It’s official: we are in a low-growth world, with the latest data revealing a slowdown in the US, Europe and Japan, as well as numerous developing markets. For many corporates, this challenging operating environment places more focus on achieving the balance between the imperative to deliver attractive returns to shareholders and the need to manage risk. 

Recent history is littered with examples of businesses that have failed to get that balance right. The financial crisis exposed the poor risk management processes many businesses were using and, combined with the resultant set of new regulation and compliance liabilities, was a wakeup call that forced many to reform how they take decisions, improve the way they manage key individuals and teams to ensure they have the right “talent” in place no matter where it is in the world, and to foster the right culture.  

Many organisations have long recognised the potential for efficiencies and improvements in their HR operations – areas such as payroll administration, compliance advice and employee benefits consultancy continue to be key focuses – but strategic HR is also now taking its seat at the decision-making table.

Strategic talent management

Enter an emerging breed of business services providers offering strategic talent management: these consultants are helping large corporates to embrace cultural change from the top of their organisations downwards. Their growing influence represents an increasing recognition that while leading businesses have achieved operational excellence and process improvement, their leadership teams could improve the skills required to avoid poor decision making – and that an organisation’s culture of risk management is all pervasive, for better or worse.
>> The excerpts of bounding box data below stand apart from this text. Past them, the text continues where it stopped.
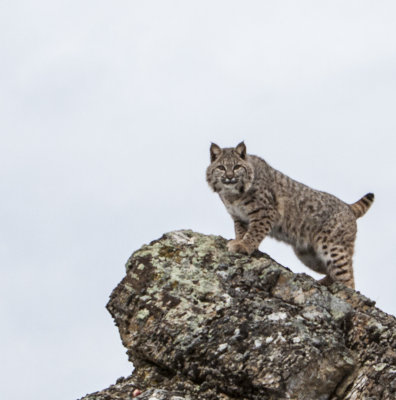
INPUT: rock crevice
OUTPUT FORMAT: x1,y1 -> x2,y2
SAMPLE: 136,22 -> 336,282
79,231 -> 396,400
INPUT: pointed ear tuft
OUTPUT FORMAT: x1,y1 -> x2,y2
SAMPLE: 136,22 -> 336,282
210,143 -> 221,162
235,142 -> 246,160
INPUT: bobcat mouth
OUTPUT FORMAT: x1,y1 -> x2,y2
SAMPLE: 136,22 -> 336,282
222,178 -> 238,185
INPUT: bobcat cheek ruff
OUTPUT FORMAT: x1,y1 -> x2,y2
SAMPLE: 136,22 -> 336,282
206,142 -> 374,288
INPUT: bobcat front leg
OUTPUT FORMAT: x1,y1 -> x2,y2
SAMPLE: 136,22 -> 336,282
227,207 -> 276,255
234,219 -> 248,241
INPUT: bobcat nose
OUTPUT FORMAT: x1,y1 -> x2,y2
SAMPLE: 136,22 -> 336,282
226,171 -> 234,179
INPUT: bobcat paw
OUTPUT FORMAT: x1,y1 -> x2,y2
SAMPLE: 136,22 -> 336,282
227,240 -> 254,255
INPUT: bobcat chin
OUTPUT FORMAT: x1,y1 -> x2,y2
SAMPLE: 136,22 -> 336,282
206,142 -> 374,288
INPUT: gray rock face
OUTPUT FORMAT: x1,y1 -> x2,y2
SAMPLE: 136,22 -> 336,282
80,231 -> 396,400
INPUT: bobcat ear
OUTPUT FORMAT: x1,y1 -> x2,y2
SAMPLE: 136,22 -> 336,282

You might describe such consultants as providers of strategic human resources services. Using sophisticated assessment and coaching tools, they work with a business’s most senior leaders in order to help them instil a culture that is fit for purpose. That work may extend to emerging leaders, as part of succession planning, while proprietary methodologies, models or databases where implementation and service outcomes are repeatable also enable consultants to extend their reach further into the organisation. 

The best providers of strategic HR services are therefore in high demand and this is prompting consolidation in the sector. Both specialist HR consultancies and diversified groups have been expanding their talent management offerings and acquiring capabilities. Korn Ferry acquired mid-sized specialist Hay Group, which itself had been on the acquisition trail buying assessments and capability tests specialist Talent Q a year earlier; Towers Watson paid £42 million for Saville Consulting, an international psychometric assessment business, before merging with Willis Group this year to become Willis Towers Watson; and Mercer has acquired Comptryx, a HR metrics specialist.

Private equity groups are also drawn to this niche, attracted to the high quality customer relationships, scalable operations and demand from international markets. Although there are few independent targets of any scale remaining, HgCapital (which sold SHL to The Corporate Executive Board Company for $660 million), US PE firm Argosy (Linkage) and Livingbridge (YSC) are examples of active investors.